Please provide complete information as applicable to your setup.

• Hardware Platform (Jetson / GPU)
• DeepStream Version
• JetPack Version (valid for Jetson only)
• TensorRT Version
• NVIDIA GPU Driver Version (valid for GPU only)
• Issue Type( questions, new requirements, bugs)
• How to reproduce the issue ? (This is for bugs. Including which sample app is using, the configuration files content, the command line used and other details for reproducing)
• Requirement details( This is for new requirement. Including the module name-for which plugin or for which sample application, the function description)

Good morning,

I have been facing an issue for a few months that I am not trying to fix. We have internal software that goes through a list of models and runs a pipeline one after another. After running 3-7 pipelines in a row, I sometimes get this error below. The config associated with the pipeline works as when I re-run the pipeline that had an error there is no issue - it only happens when I queue multiple pipelines one after another.

My guess is that between each pipeline there is a memory allocation that sometimes is not released. Can you advise on how to fix this issue? This issue occurs when running tlt-converter or right before a pipeline is started

We are using deepstream-5.1 with TLT/TAO models

ERROR: nvdsinfer_context_impl.cpp:1573 Failed to synchronize on cuda copy-coplete-event, cuda err_no:700, err_str:cudaErrorIllegalAddress
0:00:01.229666287   976      0x24a3ed0 WARN                 nvinfer gstnvinfer.cpp:2021:gst_nvinfer_output_loop:<primary-inference> error: Failed to dequeue output from inferencing. NvDsInferContext error: NVDSINFER_CUDA_ERROR
0:00:01.229755945   976      0x24a3ed0 WARN                 nvinfer gstnvinfer.cpp:616:gst_nvinfer_logger:<primary-inference> NvDsInferContext[UID 1]: Warning from NvDsInferContextImpl::releaseBatchOutput() <nvdsinfer_context_impl.cpp:1599> [UID = 1]: Tried to release an unknown outputBatchID
Error: gst-stream-error-quark: Failed to dequeue output from inferencing. NvDsInferContext error: NVDSINFER_CUDA_ERROR (1): gstnvinfer.cpp(2021): gst_nvinfer_output_loop (): /GstPipeline:pipeline0/GstNvInfer:primary-inference

Fiona.Chen · June 16, 2022, 1:38am

Please provide complete information as applicable to your setup.
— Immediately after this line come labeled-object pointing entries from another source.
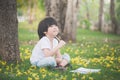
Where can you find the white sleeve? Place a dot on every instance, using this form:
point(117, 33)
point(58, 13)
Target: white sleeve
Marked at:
point(44, 43)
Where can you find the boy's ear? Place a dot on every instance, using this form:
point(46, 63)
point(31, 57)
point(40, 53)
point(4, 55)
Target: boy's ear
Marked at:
point(44, 32)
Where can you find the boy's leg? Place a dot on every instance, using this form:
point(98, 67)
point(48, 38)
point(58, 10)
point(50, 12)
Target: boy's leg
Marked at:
point(65, 60)
point(47, 61)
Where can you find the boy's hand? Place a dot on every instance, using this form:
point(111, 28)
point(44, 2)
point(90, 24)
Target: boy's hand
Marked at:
point(61, 43)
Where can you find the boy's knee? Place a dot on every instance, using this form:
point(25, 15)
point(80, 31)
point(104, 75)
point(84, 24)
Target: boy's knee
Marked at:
point(66, 57)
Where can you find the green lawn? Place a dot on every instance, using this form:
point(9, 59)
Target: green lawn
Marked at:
point(93, 49)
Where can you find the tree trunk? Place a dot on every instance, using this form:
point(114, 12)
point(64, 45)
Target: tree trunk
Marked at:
point(112, 15)
point(101, 15)
point(9, 48)
point(65, 13)
point(57, 10)
point(71, 20)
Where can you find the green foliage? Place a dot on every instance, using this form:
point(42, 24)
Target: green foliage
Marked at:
point(118, 11)
point(92, 50)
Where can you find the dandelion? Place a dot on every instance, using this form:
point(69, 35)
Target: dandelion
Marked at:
point(29, 78)
point(3, 63)
point(83, 78)
point(95, 49)
point(44, 75)
point(90, 78)
point(0, 69)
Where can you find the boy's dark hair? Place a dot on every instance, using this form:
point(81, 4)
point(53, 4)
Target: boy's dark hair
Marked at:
point(44, 24)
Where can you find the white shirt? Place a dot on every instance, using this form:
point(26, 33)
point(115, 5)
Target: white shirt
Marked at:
point(44, 42)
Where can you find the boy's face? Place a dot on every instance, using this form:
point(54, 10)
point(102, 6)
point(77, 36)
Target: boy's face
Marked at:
point(52, 31)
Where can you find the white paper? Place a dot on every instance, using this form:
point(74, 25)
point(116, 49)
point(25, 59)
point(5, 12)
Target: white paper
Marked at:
point(85, 70)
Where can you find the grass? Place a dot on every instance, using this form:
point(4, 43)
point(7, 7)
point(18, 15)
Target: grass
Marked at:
point(93, 49)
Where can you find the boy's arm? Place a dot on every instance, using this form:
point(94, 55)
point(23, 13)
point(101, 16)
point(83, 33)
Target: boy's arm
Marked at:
point(54, 51)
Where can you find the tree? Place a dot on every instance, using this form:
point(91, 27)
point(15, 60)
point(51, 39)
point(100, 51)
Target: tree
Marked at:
point(65, 13)
point(112, 15)
point(101, 15)
point(9, 48)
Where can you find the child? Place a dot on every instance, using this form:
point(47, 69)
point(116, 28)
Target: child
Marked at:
point(46, 52)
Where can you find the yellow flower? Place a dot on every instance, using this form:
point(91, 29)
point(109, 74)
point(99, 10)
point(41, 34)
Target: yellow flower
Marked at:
point(90, 78)
point(29, 78)
point(44, 75)
point(83, 78)
point(95, 49)
point(0, 69)
point(3, 63)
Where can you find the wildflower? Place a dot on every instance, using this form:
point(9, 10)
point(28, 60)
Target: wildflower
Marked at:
point(0, 69)
point(29, 78)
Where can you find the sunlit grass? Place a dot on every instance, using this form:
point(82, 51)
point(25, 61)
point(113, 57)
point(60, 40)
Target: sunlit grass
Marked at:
point(90, 51)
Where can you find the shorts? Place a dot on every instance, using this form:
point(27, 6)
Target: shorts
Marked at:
point(48, 61)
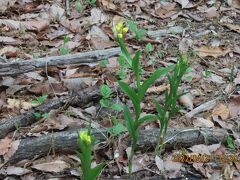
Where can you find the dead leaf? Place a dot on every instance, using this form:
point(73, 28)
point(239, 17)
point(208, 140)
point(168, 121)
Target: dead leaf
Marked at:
point(108, 4)
point(200, 149)
point(166, 11)
point(97, 16)
point(234, 107)
point(18, 171)
point(38, 25)
point(5, 144)
point(99, 39)
point(233, 27)
point(18, 104)
point(159, 163)
point(201, 122)
point(222, 111)
point(212, 12)
point(205, 51)
point(4, 4)
point(159, 89)
point(56, 12)
point(185, 4)
point(236, 4)
point(139, 163)
point(169, 165)
point(216, 79)
point(12, 150)
point(8, 50)
point(55, 166)
point(9, 40)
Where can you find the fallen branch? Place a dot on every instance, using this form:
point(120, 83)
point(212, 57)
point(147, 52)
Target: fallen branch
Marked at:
point(66, 142)
point(24, 66)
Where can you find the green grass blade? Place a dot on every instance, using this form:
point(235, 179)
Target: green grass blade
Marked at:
point(147, 83)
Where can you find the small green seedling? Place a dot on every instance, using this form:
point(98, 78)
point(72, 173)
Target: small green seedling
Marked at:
point(140, 34)
point(207, 73)
point(91, 2)
point(137, 95)
point(86, 144)
point(231, 76)
point(170, 108)
point(39, 100)
point(104, 63)
point(63, 50)
point(106, 97)
point(230, 143)
point(149, 48)
point(117, 129)
point(78, 6)
point(39, 115)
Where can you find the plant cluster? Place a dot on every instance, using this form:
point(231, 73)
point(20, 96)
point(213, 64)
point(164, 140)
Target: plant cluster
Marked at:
point(165, 111)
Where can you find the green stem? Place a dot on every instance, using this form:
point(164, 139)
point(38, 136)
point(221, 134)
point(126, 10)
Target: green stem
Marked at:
point(133, 147)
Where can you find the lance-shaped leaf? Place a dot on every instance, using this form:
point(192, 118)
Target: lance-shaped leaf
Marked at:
point(147, 83)
point(132, 95)
point(129, 122)
point(147, 118)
• Hardware Platform (Jetson / GPU)
• DeepStream Version
• JetPack Version (valid for Jetson only)
• TensorRT Version
• NVIDIA GPU Driver Version (valid for GPU only)
• Issue Type( questions, new requirements, bugs)
• How to reproduce the issue ? (This is for bugs. Including which sample app is using, the configuration files content, the command line used and other details for reproducing)
• Requirement details( This is for new requirement. Including the module name-for which plugin or for which sample application, the function description)

samuel17 · June 17, 2022, 5:39pm

• Hardware Platform (Jetson / GPU)
T4 & 3090
• DeepStream Version
5.1
• JetPack Version (valid for Jetson only)
• TensorRT Version
7.2
• NVIDIA GPU Driver Version (valid for GPU only)
470
• Issue Type( questions, new requirements, bugs)
• How to reproduce the issue ? (This is for bugs. Including which sample app is using, the configuration files content, the command line used and other details for reproducing)
have a script that iterates over 2 videos and run deepstream on that video at a time. This will start a pipeline as soon as a pipeline has finished.
for vid in vid_folder:
run_deepstream(vid)

• Requirement details( This is for new requirement. Including the module name-for which plugin or for which sample application, the function description)
cuda illegal access memory

Fiona.Chen · June 19, 2022, 11:56am

Have you tried the case on the latest DeepStream 6.1 version?

How can we reproduce the issue in our side?

yingliu · July 1, 2022, 7:00am

There is no update from you for a period, assuming this is not an issue anymore.
Hence we are closing this topic. If need further support, please open a new one.
Thanks

system · July 15, 2022, 7:01am

This topic was automatically closed 14 days after the last reply. New replies are no longer allowed.